When curvature and time ME are expected to be substantial

When substantial curvature or time ME is expected, conventional population PK modeling using a scheduled time as if true should not be employed, so as to avoid biased estimates. For this case, the methodology of either Case 4 (Tλ) or Case 5 (Tλdr) should be utilized when the focus lies on estimating fixed effects PK parameters. However, the method used in Case 5 (Tλdr) is recommended when precise estimation of random effects is important. Case 5 (Tλdr) provides more power in finding important patient characteristics that alter kinetics, as indicated from narrower 95 percentile intervals of random effects obtained from Case 5 (Tλdr) compared to Case 4 (Tλ).

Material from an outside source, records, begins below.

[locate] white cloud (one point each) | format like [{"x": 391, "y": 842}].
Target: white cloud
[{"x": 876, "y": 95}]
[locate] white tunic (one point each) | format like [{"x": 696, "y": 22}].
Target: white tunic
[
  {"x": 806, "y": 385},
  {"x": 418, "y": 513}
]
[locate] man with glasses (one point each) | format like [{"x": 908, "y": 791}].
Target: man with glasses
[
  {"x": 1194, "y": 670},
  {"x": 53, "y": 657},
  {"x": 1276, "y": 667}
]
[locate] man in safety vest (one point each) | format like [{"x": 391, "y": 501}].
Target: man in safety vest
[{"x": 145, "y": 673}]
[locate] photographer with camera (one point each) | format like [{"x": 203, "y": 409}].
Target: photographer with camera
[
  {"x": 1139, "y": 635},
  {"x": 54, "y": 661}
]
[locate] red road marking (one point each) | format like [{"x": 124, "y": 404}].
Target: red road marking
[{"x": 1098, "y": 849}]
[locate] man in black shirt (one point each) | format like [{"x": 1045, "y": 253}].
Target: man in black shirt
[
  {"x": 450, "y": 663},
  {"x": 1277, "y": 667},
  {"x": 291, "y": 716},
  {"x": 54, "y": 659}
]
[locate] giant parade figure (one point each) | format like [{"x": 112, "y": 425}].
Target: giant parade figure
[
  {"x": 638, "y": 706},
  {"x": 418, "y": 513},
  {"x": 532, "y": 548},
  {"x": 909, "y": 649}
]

Design of sampling time: potential gain using exact sampling

The Case 3 (w) method with small ME requires less effort and is convenient. Its design allows taking blood samples at times that deviate slightly from the scheduled ones, while still using the scheduled time in the analysis. The potential gain resulting from taking blood samples exactly at the scheduled time is minimal in the case when ME is small. Conservatively, blood sampling within 30 min of the scheduled time (but without recording this time) would provide reasonable agreement with exact sampling.

Our results indicate that better estimates can be obtained by collecting blood at different time schedules across subjects, confirming the importance of design. Although both Case 1 (exact sampling) and Case 2 (x) used the true times and the correct model in the analysis, Case 2 (x) performed much better than Case 1 (exact sampling), since the Case 2 (x) utilized different time schedules across subjects.

Thus, even when exact sampling at the scheduled time is feasible, it may not be worth the additional effort. Of course, if feasible, exact recording of the sampling times taken at different schedules across all subjects offers the best data.

Dense versus sparse sampling

The focus on studying the effect of time ME on population PK studies with sparse sampling arises from this being the most common form of data generated in routine clinical care. However, it is unclear whether time ME is still problematic in PK studies with dense sampling. To investigate this, simulations with a greater number of sampling time points were conducted. Results indicate that the bias decreased systematically, as the number of samples increased (data not shown).

We conjecture that with frequent sampling, PK profiles would be closer to linear between the sampling time points, which mitigates time ME issues, leading to a general Berkson error problem in linear regression. This also confirms why Wang and Davidian [16] found little bias in their simulation studies that used a dense sampling design. Thus, the increase of sampling frequency reduces bias due to time ME dramatically, and the use of scheduled times is not problematic in PK studies with dense sampling.

Rules of thumb

Based on our results, the following rough guidelines are given for design and analysis in the presence of temporal ME.

1. Little bias expected; conventional PK modeling may be used for:

   • PK data collected with a dense sampling design.

   • Small curvature in PK profile around the scheduled sampling times: when the second derivative of PK curve is plotted as a function of time, the line is approximately linear.

   • Small ME: most true sampling times would lie within approximately 1 hour of the scheduled times.

2. Moderate bias expected; either TBS Tλ or Tλdr should be used:

   • Moderate curvature in PK profile: the line of the second derivative of PK curve no longer appears linear.

   • Moderate ME: most true sampling times would lie within approximately 2 hours of the scheduled times.

3. Large bias expected or precise estimates of random effects needed; TBS Tλdr is preferable:

   • Large curvature in PK profile: the line of the second derivative of PK curve is obviously nonlinear.

   • Large ME: a substantial portion of true sampling times may deviate more than 2 hours from the scheduled times.

   • When precise estimates of random effects are an important aspect of study.